Perché quando vengo messo di fronte a dischi come questo mi viene da rompere un po' le scatoline? Cioè, dico io, ho tra le mani il disco solista di uno che non è il primo scemotto che passa per la strada, si parla del chitarrista dei Giardini di Mirò crincio. Ecco invece che, dopo aver letto le parole già scritte dai colleghi, mi si presenta un piccolo dilemma. Pensare che gli altri non li leggo mai, cacchio.
Loro apprezzano con entusiasmo. Io non è che non apprezzo, sono solo meno impetuoso.
Chiariamo: gli elementi per un lavoro di respiro europeo ci son tutti ed è questo che viene sottolineato dalle recensioni precedenti la mia. Corrado Nuccini mescola con sapienza chitarre a strumentazioni elettroniche, per una volta senza usare chili di pedalini; digita ritmiche hip hop su step sequencer, sgualcendole poi via software alla Funkstorung e mesce con sapienza voci ritmicamente intricate, archi e trombe suonati da un Reverberi, citazioni prese da film fantasy anni '80... manipola anche con cura. Pure in reverse.
Tutte belle ispirazioni e collaborazioni, è il risultato complessivo a non prendermi del tutto: fondamentalmente trovo manchi la rara capacità di far incontrare culture senza assoggettarle, rendendone ancora possibile la distinzione. Esagerando, è un po' come se Vanilla Ice sfornasse un nuovo lavoro dopo essersi acculturato per un anno su The Wire.
Cioè, non voglio insinuare che il rap siano buoni a farlo solo i neri di pelle, la storia musicale degli ultimi 25 anni è piena di rapper anemici, dai Beastie Boys ad Eminem, la vitiligine è venuta pure a Michael Jackson (see, come no). Se rappi però i casi sono due: o ti senti niggaz dentro, anche se sei islandese, oppure stravolgi l'hip hop come fanno Robert del Naja e certi tizi di Oakland. Invece, pur riuscendo sovente a saltellare tipo tappeto elastico per guardare negli occhi Dose One, il disco di Nuccini utilizza alcune parti vocali che faranno storcere il naso agli indie fan (ascoltate la traccia #2 e ditemi a chi somiglia).
Pure la produzione mostra buone intuizioni nello strumentale "Tradition & Abstraction", nelle chitarre al contrario di "Girls Are Laughing" e nel solo di tromba che termina "To Take A French Leave", cadendo di stile altrettanto frequentemente quando capitano certi montaggi un po' sfocati (uno su tutti: "God Is The Spider") conditi da accompagnamenti orchestrali ai limiti della stucchevolezza.
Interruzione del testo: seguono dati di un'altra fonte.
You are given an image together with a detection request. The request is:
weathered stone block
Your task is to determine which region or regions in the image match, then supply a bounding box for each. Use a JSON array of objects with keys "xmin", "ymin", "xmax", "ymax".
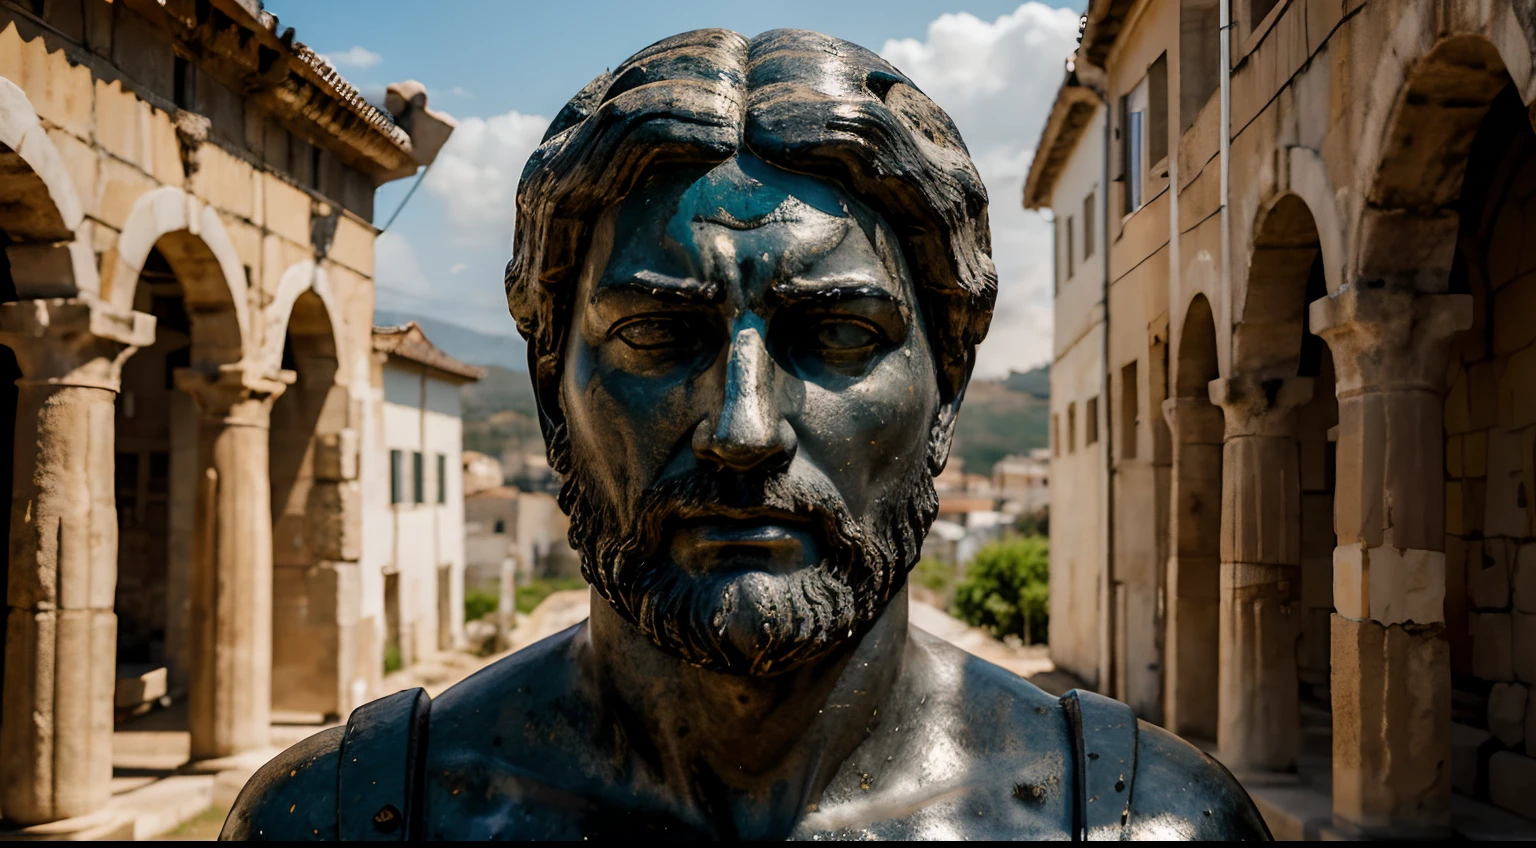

Preciso ulteriormente: sono solito ascoltare per godere, non per le pippe intellettualoidi che mi faccio, certo, sapendo però come prenderne le distanze.
So che il genere di trovate proposte in “Matters Of Love And Death” va oggi di moda, basti vedere l'impatto di progetti come i 13&god. Forse in Italia siamo ancora provincialotti in parte, o forse lo sono io che vivo a Lonate Pozzolo, ma trovo leggere forzature e poca naturalezza. Probabilmente quando diverremo “One nation one tribe” sul serio - e non solo in una hit dei primi '90 firmata Shamen - riuscirò a sentire “100% original” anche i sushi bar serviti in abiti tirolesi. Non manca molto: uno dei miei pizzaioli preferiti è cinese e lavora a Busto Arsizio (si, esatto, La terra di Merdor), ma oggi i tentativi come questo riescono solo a farmi palpare l'onestà ed il coraggio di mettersi in gioco, qualità che per ora servono a risplendere giusto per un attimo in un panorama ancorato al vecchiume come quello nostrano.